Music Reviews
Destroyer's Rubies

Destroyer Destroyer's Rubies

(Merge) Buy it from Insound Rating - 9/10

Destroyer has always walked with an air of contempt for the music industry. But with the release of Rubies, it seems he can no longer exempt himself as a pundit beyond his wrath. The people at Merge seem to have taken his modesty into their own hands, marketing the new cover with a disclaimer sticker that exclaims: "Destroyer is a band. This is the new Destroyer album." With the public being spoon fed such explicit declarations, it will be no time before the metal kids stop accidentally stumbling over him, leaving confused pleas on their blogs: "Anyone heard the ballads of this sick fuck?"

The man's post-modern soliloquies are becoming a pastime, and not just for the gentlewoman who has "Destroyer" tattooed on her jeans, too. Straight from the first thorny chord and impetuous call of "Dueling cyclones jackknife!" that throws the gate open on Rubies, it is clear we are witnessing another Destroyer album (embedded in a battle of natural disasters and homicide).

'Rubies', the first track and album rampart of a nine minute and 25 second expanse, comes off like Monty Python signed to Merge. It toys with crescendos reminiscent of Notorious Lightning, pouring amidst folkloric dual tempo acoustics, marching sounds of prestigious battle calls and an array of horse hoofed gallops. It ends with an illustrious interlude, pulling over on the side of the road next to Bohemian Rhapsody as though to say, "Have you ever looked at it like this, boys?"

It's always revitalizing to hear Dan fooling around with conventional structure, finger painting all over it and bringing it back with neo-ebullience. He layers his convictions on top like a werewolf of gumption, while in actuality, his ego sits at home on an arm chair and knits.

Rubies, in the way Bejar seems to say these kinds of things, proves to contend and embrace stadium rock circa '73. What affixes his horse drawn carriage to victory is the way he romances his allusions to make his parodies drip like wine. For instance, the subtle sounding ballad 'A Dangerous Woman Up to a Point' is essentially one biting, caustic, hyperbole of a character meddling with man. Here he uses his finger pointing trickery to lyrically slay Rod Stewart in a slow-dance sway of disregard.

As for musical connotation, the majestic kick start of 'Your Blood' comes in like one of Elton John's greatest ragtime suites (who doesn't have a place in their heart for Madman Across the Water?) Its frolicking piano parades all the way through 'European Oils', both tracks sporadically torn apart by Dylanesque conviction, a rejoice for the lost duet the men never played together. After ostentatiously ranting "Her father, the fucking maniac", ego-pitched fret(ful) madness ensues; candidly referred to as a "monster riff" by the liner notes.

As for the most prestigious realm of classic rock, Dan brings us back with what appears to be a tribute to shrewd Zeppelin blues reinvention with 'Sick Priest Learns to Last Forever'. Despite that they're all going to hell, Zeppelin's more plagiarized moments can be notorious good thing, and this track can bring back the warm nostalgia of adolescence music discovery in all of us.

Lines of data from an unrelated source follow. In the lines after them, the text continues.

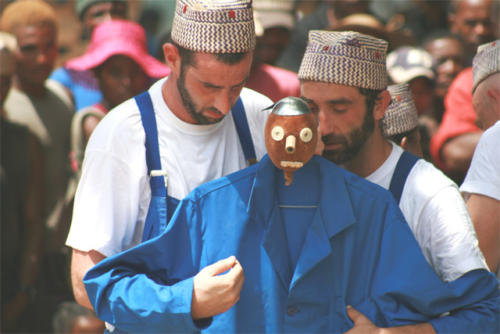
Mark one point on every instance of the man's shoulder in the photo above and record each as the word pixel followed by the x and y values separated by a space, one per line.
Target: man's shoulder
pixel 254 99
pixel 425 179
pixel 231 183
pixel 492 134
pixel 358 187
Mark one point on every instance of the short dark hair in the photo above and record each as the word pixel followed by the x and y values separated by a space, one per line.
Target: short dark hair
pixel 227 58
pixel 66 314
pixel 371 96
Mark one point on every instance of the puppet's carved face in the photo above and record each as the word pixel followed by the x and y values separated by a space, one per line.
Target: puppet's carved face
pixel 291 136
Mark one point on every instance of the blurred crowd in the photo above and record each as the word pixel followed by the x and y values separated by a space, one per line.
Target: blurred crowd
pixel 65 63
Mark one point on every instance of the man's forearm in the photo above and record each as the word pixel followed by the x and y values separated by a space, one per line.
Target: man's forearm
pixel 81 262
pixel 410 329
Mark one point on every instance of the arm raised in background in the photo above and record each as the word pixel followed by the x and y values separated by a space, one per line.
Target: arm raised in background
pixel 485 214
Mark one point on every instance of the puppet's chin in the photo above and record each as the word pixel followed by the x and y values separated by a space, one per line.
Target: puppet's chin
pixel 291 164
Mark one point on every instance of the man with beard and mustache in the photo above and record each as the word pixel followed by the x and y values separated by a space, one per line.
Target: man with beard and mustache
pixel 129 190
pixel 344 80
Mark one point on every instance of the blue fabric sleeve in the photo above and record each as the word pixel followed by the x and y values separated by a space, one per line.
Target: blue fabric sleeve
pixel 482 315
pixel 61 75
pixel 408 290
pixel 149 287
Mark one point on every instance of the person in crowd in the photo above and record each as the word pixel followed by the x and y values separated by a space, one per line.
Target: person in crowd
pixel 42 106
pixel 453 144
pixel 326 16
pixel 273 20
pixel 72 318
pixel 473 21
pixel 416 18
pixel 123 68
pixel 415 66
pixel 400 122
pixel 118 57
pixel 310 245
pixel 447 50
pixel 199 123
pixel 349 105
pixel 82 86
pixel 22 209
pixel 481 186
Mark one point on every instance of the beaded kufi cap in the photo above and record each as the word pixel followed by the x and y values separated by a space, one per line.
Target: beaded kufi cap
pixel 401 114
pixel 8 45
pixel 486 62
pixel 345 58
pixel 214 26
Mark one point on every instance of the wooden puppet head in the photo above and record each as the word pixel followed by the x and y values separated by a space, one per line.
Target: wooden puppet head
pixel 291 135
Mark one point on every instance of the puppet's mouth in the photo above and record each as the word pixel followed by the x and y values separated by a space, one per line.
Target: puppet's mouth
pixel 292 164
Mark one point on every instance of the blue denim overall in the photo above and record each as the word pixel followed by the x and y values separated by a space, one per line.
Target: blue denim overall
pixel 405 164
pixel 163 206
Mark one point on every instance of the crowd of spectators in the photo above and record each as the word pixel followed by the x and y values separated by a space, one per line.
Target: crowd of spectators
pixel 54 104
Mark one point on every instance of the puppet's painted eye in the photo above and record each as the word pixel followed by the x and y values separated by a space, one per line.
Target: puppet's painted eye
pixel 277 133
pixel 306 135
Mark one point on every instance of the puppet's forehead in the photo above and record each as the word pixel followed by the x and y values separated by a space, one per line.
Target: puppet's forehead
pixel 291 106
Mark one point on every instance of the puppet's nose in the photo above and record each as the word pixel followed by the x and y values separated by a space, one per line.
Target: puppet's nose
pixel 290 144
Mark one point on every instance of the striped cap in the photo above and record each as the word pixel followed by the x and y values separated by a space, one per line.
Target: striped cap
pixel 214 26
pixel 401 115
pixel 8 45
pixel 486 62
pixel 345 58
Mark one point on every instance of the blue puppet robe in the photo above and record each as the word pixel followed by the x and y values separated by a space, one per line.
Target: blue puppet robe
pixel 356 250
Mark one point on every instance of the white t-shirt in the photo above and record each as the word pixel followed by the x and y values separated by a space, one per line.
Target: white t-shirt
pixel 113 195
pixel 483 176
pixel 437 215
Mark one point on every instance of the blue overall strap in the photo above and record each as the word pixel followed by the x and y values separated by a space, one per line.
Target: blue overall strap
pixel 405 164
pixel 241 122
pixel 155 221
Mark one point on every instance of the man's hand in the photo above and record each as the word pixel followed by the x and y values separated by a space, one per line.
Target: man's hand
pixel 214 293
pixel 364 325
pixel 320 146
pixel 361 323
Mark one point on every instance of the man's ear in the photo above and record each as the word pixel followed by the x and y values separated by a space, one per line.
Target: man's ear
pixel 381 104
pixel 404 143
pixel 172 58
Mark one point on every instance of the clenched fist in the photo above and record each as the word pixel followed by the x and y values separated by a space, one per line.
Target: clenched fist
pixel 214 293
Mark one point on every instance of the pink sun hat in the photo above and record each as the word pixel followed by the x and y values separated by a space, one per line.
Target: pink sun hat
pixel 119 37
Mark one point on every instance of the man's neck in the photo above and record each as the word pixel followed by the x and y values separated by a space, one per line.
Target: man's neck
pixel 373 154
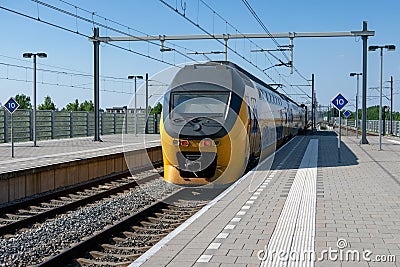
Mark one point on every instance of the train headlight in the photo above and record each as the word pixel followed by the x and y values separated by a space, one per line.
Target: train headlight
pixel 184 143
pixel 207 142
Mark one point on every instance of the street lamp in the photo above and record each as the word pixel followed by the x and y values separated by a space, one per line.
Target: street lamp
pixel 358 75
pixel 374 48
pixel 34 55
pixel 134 77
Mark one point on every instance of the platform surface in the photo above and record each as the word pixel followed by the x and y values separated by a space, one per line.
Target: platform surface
pixel 306 204
pixel 55 151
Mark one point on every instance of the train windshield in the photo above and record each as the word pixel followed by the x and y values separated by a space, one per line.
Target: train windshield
pixel 188 104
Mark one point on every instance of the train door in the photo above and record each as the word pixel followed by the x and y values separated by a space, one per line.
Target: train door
pixel 254 144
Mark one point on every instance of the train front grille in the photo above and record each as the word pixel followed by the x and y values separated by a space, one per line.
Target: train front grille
pixel 196 164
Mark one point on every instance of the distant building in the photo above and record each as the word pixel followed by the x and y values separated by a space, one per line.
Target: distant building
pixel 122 110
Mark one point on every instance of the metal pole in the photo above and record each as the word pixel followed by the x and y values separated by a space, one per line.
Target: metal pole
pixel 225 48
pixel 340 136
pixel 380 102
pixel 126 119
pixel 135 110
pixel 147 103
pixel 96 86
pixel 391 105
pixel 358 84
pixel 312 103
pixel 12 136
pixel 34 101
pixel 291 55
pixel 5 127
pixel 364 88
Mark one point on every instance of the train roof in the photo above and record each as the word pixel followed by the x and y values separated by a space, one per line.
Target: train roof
pixel 254 78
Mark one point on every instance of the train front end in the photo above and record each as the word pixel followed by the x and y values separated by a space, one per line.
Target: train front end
pixel 203 127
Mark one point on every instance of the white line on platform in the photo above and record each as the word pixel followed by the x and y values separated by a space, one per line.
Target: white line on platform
pixel 295 229
pixel 139 261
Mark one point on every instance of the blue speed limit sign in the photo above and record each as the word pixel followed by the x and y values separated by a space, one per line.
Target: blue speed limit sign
pixel 339 102
pixel 11 105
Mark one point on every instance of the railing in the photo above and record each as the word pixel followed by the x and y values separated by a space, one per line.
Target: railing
pixel 65 124
pixel 373 125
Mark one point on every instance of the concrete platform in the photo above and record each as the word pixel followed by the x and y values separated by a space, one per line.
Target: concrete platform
pixel 55 151
pixel 59 163
pixel 308 210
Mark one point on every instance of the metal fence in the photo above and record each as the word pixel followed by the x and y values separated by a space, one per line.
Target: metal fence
pixel 373 125
pixel 65 124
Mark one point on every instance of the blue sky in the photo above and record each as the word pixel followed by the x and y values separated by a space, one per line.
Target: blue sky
pixel 330 59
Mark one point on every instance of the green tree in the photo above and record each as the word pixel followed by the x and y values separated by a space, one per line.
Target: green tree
pixel 73 106
pixel 86 106
pixel 48 104
pixel 157 109
pixel 23 101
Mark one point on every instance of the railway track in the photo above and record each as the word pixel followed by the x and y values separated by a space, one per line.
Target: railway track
pixel 125 241
pixel 22 214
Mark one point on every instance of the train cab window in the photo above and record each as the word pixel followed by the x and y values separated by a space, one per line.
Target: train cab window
pixel 188 104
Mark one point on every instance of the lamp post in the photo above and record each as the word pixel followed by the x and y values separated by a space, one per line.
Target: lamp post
pixel 134 77
pixel 34 55
pixel 374 48
pixel 358 75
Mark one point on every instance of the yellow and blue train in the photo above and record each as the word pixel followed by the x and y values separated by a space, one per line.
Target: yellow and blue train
pixel 218 119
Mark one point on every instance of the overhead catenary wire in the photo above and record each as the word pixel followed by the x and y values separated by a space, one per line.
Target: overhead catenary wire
pixel 252 11
pixel 211 35
pixel 105 26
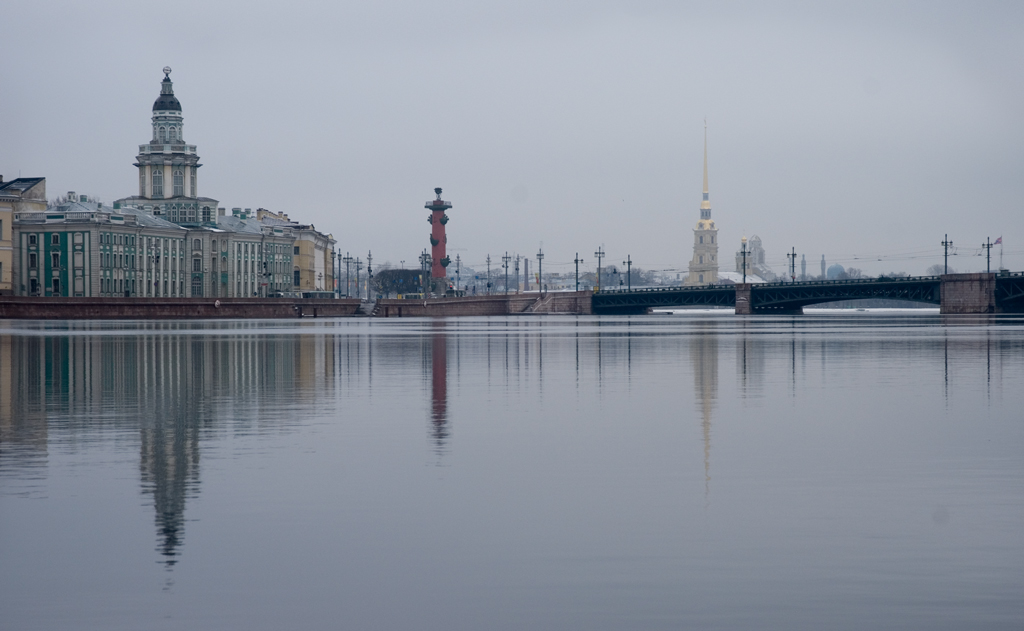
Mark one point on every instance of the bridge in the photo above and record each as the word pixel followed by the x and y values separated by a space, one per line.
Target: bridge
pixel 954 293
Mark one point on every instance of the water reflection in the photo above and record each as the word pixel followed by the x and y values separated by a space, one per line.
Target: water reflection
pixel 438 382
pixel 170 383
pixel 176 387
pixel 704 356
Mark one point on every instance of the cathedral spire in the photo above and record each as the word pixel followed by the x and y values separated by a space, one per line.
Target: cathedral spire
pixel 706 203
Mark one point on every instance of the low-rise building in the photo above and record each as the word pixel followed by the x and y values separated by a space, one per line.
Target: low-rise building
pixel 312 252
pixel 22 195
pixel 83 248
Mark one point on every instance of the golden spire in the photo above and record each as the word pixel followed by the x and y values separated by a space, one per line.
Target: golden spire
pixel 706 203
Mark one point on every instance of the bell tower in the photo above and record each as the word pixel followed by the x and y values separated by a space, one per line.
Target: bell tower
pixel 704 265
pixel 168 167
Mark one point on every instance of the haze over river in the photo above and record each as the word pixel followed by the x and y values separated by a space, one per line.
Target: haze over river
pixel 855 470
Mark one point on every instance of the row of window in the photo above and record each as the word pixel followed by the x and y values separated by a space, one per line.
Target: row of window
pixel 54 239
pixel 172 132
pixel 34 260
pixel 178 182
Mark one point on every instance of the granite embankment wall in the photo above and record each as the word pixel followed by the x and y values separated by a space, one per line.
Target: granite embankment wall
pixel 153 308
pixel 561 302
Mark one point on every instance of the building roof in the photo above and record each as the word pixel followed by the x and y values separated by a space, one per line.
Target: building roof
pixel 19 185
pixel 142 218
pixel 238 224
pixel 167 99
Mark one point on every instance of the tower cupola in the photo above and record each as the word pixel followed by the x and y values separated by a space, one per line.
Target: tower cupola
pixel 167 121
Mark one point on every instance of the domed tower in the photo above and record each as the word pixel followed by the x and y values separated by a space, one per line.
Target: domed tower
pixel 704 265
pixel 168 178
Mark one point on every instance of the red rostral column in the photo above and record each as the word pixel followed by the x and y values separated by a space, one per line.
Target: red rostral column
pixel 438 240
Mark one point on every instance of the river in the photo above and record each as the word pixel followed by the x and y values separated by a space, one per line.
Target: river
pixel 841 470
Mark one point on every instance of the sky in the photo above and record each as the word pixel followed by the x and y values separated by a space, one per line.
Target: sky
pixel 864 132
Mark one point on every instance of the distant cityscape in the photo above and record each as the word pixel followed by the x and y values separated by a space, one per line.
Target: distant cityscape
pixel 168 242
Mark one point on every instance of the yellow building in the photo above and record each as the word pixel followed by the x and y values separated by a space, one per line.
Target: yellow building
pixel 24 194
pixel 312 253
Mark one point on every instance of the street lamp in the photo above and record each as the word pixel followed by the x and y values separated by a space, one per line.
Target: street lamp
pixel 370 270
pixel 578 260
pixel 505 263
pixel 358 265
pixel 348 284
pixel 743 252
pixel 540 270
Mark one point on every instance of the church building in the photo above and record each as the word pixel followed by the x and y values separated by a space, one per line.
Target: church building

With all the thick embodiment of your conventional three-piece, the track is topped with tambourine, sax and piano before it rushes into a whirring soundscape of self-destruction.

Although stuffed full of requisition, the record will often trick you with its whimsical fronts. 'Looter's Foolies' and 'Painter in Your Pocket' provided visions of dancing through the streets at midnight, taking every note like wind into an a-line skirt of vast musical hyperbole. '3000 Flowers' is so imperial, it somehow curves Bejar's vocals towards the epic disarray of Ian Curtis before pouring the energy back into a power-cleansing, end of the apocalypse, riff that Saves the World. This track is surely the two-faced moniker for madness, as it falls once again with wa-wa tones of despondency.

Rubies is that kind of cathartic exhaustion, unraveling throughout the album with more allusions and lyrical pasts than any of us will catch in the first twenty listens. Here inside this pink plushy work, this stadium sized blister of rock perfection, this pristine achievement of musical synthesis and epic intention - is everything you need to begin your tax-deductible Destroyer autopsy.